Greene noted that women of all ethnicities – not just African women – were under pressure from peers to breastfeed. As they felt they could not, women generally felt a sense of loss.
“I go to church every Sunday…If I go now and she’s struggling with the bottle…They will be asking me to breastfeed her and I don’t want to be lying…I’ll tell them that I don’t breastfeed in the day…God forgive me, I don’t like lying, but I don’t want to start explaining too many things.”
Women feared that the questioning of their feeding choices could lead to their HIV status being revealed. As was also found in research conducted in London, some women isolated themselves and avoided social contact because of this.
Family and friends pressured women to breastfeed, while health professionals insisted on formula feeding.
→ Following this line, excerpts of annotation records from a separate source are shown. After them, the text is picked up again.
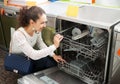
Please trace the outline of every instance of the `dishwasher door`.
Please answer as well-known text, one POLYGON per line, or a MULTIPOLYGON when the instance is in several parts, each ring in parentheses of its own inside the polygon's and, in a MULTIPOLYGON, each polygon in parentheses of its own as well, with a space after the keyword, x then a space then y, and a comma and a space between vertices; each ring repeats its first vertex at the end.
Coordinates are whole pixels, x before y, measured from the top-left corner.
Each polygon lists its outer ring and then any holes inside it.
POLYGON ((57 67, 49 68, 18 79, 18 84, 86 84, 80 79, 62 72, 57 67))
POLYGON ((113 46, 112 46, 112 55, 114 56, 113 60, 113 69, 112 69, 112 77, 111 84, 119 84, 120 83, 120 23, 117 24, 114 28, 113 35, 113 46))
POLYGON ((3 33, 3 28, 1 23, 1 14, 0 14, 0 48, 6 49, 4 33, 3 33))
While women struggled to balance competing demands, fears about the criminalisation of HIV transmission inhibited them from discussing difficulties with healthcare providers.
Around a quarter of the respondents were involved with child-protection officials. Their intervention could potentially lead to a mother losing custody of her child. Women had to document and justify their personal choices.
“I went right away to the doctor and got referred and went through the whole process, everything was fine, the doctor was completely happy I did everything on time and started my medication on time and my virals were low and just to be safe for the baby, you know, I have to take the medication so I’ve done everything I had to, but the Children’s Aid Society is, like, you should have started it in [sooner]... so I gave them all of the dates...and they are still using it against me.”
For Saara Greene, this surveillance results in mothers having their authority challenged, undermined or taken away. She called for moving away from a state of “social surveillance, monitoring, interrogation and criminalisation of HIV-positive mothers” to a situation in which mothering with HIV is normalised, accepted, and left alone.